Child maintenance is to be used to meet the needs of the children of the marriage. The amount to be paid is usually determined by using the same calculation that would be used by the Child Maintenance Service. The divorcing couple do not need to make an application to the Child Maintenance Service if child maintenance can be agreed, but the ‘shelf-life’ of any child maintenance under a court order is just 12 months, after which either party can go to the Child Maintenance Service.

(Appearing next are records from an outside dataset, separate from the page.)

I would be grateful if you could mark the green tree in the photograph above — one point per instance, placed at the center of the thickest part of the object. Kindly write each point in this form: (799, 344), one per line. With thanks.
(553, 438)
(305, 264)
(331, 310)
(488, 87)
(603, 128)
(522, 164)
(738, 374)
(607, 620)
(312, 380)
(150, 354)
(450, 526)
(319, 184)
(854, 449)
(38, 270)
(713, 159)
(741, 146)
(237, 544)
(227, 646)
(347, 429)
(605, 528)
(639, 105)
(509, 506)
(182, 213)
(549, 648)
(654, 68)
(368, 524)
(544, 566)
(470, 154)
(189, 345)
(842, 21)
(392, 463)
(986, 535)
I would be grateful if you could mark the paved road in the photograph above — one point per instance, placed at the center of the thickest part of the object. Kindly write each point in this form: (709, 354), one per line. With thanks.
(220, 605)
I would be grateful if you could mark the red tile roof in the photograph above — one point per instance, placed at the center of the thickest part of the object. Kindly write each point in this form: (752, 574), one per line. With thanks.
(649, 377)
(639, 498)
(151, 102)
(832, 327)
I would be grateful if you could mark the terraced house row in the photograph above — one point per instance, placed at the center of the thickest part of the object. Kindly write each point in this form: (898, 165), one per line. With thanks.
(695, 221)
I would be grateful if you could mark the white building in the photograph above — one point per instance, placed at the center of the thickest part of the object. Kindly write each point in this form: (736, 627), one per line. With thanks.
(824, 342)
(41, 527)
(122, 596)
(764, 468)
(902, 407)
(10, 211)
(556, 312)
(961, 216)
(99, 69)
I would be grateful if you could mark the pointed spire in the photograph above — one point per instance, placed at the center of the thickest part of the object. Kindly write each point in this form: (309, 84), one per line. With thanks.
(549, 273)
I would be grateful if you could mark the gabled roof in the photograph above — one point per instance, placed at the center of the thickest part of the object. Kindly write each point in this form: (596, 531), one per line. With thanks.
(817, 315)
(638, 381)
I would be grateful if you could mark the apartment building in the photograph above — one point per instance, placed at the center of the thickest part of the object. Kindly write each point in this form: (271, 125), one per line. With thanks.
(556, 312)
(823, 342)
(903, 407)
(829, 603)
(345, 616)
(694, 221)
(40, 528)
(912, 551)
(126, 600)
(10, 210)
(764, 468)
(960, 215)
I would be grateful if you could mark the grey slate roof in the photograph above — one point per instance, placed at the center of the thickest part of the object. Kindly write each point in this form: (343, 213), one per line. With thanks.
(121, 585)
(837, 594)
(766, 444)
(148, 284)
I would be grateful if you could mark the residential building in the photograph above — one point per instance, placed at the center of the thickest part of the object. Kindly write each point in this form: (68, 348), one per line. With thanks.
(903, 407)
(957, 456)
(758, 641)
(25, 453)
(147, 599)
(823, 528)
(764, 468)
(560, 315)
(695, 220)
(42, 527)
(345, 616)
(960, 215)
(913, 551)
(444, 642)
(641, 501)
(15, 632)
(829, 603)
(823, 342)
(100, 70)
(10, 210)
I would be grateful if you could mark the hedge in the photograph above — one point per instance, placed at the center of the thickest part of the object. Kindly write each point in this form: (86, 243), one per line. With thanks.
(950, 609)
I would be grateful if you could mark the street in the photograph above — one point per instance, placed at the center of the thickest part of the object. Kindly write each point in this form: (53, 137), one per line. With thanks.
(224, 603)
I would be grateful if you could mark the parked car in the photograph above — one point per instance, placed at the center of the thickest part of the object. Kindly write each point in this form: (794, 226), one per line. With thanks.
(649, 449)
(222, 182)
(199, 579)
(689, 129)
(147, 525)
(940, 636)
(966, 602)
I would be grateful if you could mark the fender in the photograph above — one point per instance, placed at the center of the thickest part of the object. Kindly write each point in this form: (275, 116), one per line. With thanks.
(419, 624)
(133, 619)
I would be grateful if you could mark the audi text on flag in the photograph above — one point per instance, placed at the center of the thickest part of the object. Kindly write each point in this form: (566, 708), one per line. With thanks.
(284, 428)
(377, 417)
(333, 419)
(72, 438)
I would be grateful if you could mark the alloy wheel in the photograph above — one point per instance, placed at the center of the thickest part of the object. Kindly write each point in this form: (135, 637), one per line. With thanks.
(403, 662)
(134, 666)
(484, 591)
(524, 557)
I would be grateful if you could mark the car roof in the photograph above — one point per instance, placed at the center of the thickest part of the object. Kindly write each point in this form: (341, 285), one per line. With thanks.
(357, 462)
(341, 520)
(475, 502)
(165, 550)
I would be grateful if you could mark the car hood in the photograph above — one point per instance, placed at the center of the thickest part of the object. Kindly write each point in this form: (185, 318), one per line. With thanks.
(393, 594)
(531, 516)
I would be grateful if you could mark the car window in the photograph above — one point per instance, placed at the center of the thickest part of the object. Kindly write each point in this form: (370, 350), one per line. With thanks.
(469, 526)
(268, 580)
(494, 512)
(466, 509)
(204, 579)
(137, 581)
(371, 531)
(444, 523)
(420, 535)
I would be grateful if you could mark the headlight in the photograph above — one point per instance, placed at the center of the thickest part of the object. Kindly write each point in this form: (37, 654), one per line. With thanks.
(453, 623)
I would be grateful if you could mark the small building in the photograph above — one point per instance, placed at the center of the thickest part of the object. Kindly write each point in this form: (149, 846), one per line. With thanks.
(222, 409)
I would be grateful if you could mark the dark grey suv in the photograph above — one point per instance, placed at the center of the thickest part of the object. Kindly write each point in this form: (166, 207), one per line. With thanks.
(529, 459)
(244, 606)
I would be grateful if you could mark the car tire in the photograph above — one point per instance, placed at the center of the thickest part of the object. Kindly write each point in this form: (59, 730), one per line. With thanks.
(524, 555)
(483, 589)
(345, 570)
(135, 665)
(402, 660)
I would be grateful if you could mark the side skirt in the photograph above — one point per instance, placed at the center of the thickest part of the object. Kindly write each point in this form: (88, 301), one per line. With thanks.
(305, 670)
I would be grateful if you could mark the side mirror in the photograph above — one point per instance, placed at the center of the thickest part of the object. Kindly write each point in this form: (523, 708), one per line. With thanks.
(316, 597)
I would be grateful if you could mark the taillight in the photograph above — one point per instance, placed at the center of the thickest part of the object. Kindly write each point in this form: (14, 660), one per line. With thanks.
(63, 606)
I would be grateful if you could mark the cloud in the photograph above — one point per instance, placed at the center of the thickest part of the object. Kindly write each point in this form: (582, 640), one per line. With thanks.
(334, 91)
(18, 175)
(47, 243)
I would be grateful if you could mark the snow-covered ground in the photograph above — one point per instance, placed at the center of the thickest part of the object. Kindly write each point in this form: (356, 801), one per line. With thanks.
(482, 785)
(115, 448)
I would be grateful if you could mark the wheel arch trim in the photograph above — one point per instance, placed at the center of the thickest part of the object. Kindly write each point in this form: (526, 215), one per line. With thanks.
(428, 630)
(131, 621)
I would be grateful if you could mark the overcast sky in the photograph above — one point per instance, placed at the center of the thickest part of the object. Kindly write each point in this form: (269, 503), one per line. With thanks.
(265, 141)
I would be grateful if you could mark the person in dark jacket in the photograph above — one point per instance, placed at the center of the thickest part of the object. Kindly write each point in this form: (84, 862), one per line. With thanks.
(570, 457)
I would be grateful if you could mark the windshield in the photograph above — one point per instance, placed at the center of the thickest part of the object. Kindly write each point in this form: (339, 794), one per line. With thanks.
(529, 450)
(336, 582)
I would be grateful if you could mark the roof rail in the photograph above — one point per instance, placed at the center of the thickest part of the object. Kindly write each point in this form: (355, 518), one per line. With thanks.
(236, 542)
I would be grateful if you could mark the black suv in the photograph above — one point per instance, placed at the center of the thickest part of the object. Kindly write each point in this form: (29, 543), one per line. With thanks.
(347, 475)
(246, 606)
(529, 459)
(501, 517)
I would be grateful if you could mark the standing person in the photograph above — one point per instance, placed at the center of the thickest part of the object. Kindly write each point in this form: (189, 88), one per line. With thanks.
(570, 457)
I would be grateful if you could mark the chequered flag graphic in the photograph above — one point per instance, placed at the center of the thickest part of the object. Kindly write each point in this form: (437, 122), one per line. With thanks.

An application to the Child Maintenance Service would usually only be made after one year when one party believes that the child maintenance would be higher/lower under the Child Maintenance Service calculation. If the parties remain happy with the amount of child maintenance under the court order, then there is no need for a Child Maintenance Service application to be made, and the child maintenance under the court order will remain payable.
Spousal maintenance is for the spouse. There is no standard way to calculate the amount to be paid in spousal maintenance. The starting point would be to consider the maintenance recipient’s outgoings and deduct the maintenance recipient’s income from all sources (earned, investment and benefit as well as child maintenance). The difference between the maintenance recipient’s income and outgoings would be the amount that they would look for in spousal maintenance, but it would need to be balanced against the maintenance payer’s ability to pay.
The court has a duty to consider whether it is possible to impose a clean break on spousal maintenance. If an immediate clean break is not possible, the court must consider how and when spousal maintenance may reduce or cease in future.